Fermin Salomon corrals sheep at the Martinez lambing camp in Mabton.
Photo by: Sofia Jaramillo

Washington’s Sheepherders

Photography and Essay by Sofia Jaramillo

On a warm summer morning, dozens of miles away from civilization out in the Okanogan-Wenatchee National Forest, Geronimo De La Cruz sits on a tree stump and watches over a flock of sheep. Wind wisps through pine trees, the sun gleams down.

De La Cruz spends most of the year in solitude. Following the seasonal grazing schedules of sheep, he travels across vast swaths of land, moving hundreds of the animals throughout Eastern Washington.

 

Sheep are loaded onto a truck at the Martinez lambing camp in Mabton, Wash., Friday, May 13, 2016. After spending the winter in barns, sheep are trucked out to various grazing allotments in the spring to feed. The sheep graze on private and public land in remote areas throughout eastern Washington. Herders must watch carefully over the sheep to protect them against predators and keep them fed.
Photo by: Sofia Jaramillo

He is one within a group of workers from Peru who come to Washington under the federal H-2A visa program to work as sheepherders. H-2A allows agricultural employers to hire foreign workers for seasonal jobs that would not be filled otherwise. The workers arrive with comprehensive husbandry knowledge gained from the sheepherding industry in the Peruvian city of Huancayo, a high-altitude metropolis where surrounding mountains provide steep, luscious terrain for sheep.
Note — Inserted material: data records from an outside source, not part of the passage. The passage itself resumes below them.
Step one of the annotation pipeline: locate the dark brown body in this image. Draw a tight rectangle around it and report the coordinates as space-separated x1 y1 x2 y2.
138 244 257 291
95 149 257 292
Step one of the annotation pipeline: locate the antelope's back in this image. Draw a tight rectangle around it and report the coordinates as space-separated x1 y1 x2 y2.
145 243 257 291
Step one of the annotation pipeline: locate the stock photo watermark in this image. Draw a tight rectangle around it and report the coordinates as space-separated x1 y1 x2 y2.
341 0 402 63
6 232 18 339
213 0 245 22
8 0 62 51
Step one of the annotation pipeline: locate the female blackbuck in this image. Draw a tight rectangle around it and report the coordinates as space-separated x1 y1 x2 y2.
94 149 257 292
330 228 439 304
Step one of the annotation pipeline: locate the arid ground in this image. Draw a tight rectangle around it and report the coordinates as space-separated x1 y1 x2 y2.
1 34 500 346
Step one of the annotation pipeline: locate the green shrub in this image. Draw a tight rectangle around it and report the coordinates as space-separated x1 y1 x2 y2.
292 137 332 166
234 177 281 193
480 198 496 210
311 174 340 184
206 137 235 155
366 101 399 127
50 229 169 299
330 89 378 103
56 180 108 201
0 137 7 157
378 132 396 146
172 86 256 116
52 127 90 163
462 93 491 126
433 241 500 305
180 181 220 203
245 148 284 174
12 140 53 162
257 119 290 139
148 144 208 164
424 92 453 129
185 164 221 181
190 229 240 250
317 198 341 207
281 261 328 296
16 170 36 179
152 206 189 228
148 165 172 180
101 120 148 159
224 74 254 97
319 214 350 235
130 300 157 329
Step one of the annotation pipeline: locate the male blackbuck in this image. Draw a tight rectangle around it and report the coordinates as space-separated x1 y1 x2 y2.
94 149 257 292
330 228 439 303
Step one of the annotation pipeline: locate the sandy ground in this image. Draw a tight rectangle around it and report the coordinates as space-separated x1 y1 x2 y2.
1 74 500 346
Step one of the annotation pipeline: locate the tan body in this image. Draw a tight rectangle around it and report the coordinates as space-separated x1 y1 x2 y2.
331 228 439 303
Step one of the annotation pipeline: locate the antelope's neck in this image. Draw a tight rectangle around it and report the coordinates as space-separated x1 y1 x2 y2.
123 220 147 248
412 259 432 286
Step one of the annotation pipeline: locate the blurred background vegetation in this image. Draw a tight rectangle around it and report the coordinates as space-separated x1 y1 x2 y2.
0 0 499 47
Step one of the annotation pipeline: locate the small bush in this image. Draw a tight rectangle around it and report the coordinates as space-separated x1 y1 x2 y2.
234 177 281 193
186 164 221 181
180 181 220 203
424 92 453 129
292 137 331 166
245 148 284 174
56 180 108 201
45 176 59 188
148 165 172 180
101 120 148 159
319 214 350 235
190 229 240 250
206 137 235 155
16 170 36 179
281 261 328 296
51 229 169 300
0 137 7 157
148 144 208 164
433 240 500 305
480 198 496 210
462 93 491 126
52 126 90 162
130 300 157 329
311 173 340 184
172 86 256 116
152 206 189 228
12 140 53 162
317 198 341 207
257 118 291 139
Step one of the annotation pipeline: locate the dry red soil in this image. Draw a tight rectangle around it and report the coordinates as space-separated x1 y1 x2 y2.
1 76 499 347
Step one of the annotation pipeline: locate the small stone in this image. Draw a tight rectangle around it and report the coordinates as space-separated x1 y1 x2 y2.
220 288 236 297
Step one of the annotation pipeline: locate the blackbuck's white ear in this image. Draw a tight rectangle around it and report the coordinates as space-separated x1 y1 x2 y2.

On call 24 hours a day, seven days a week and earning about $1,200 a month, the herders’ main duty is to watch and protect sheep from predators. They work 2.5-year periods before returning to Peru for three months at a time. Most of the sheepherders are married men in their 40s or older with families back in Peru. They work alone, living in small trailers, camping out under the stars, providing for their wives and college-bound children. They hope their children might pursue other careers. And for that they are grateful.

CasSely De La Cruz, 32, watches sheep as they are loaded into a truck near Moxee. De La Cruz is the youngest of the sheepherders working alongside his father, Heraclio, and his uncle Geronimo.
Photo by: Sofia Jaramillo
Fermin Salomon watches sheep as they are let out into pasture during the beginning of grazing season. Sheepherding is labor-intensive work and comes with long hours of solitude.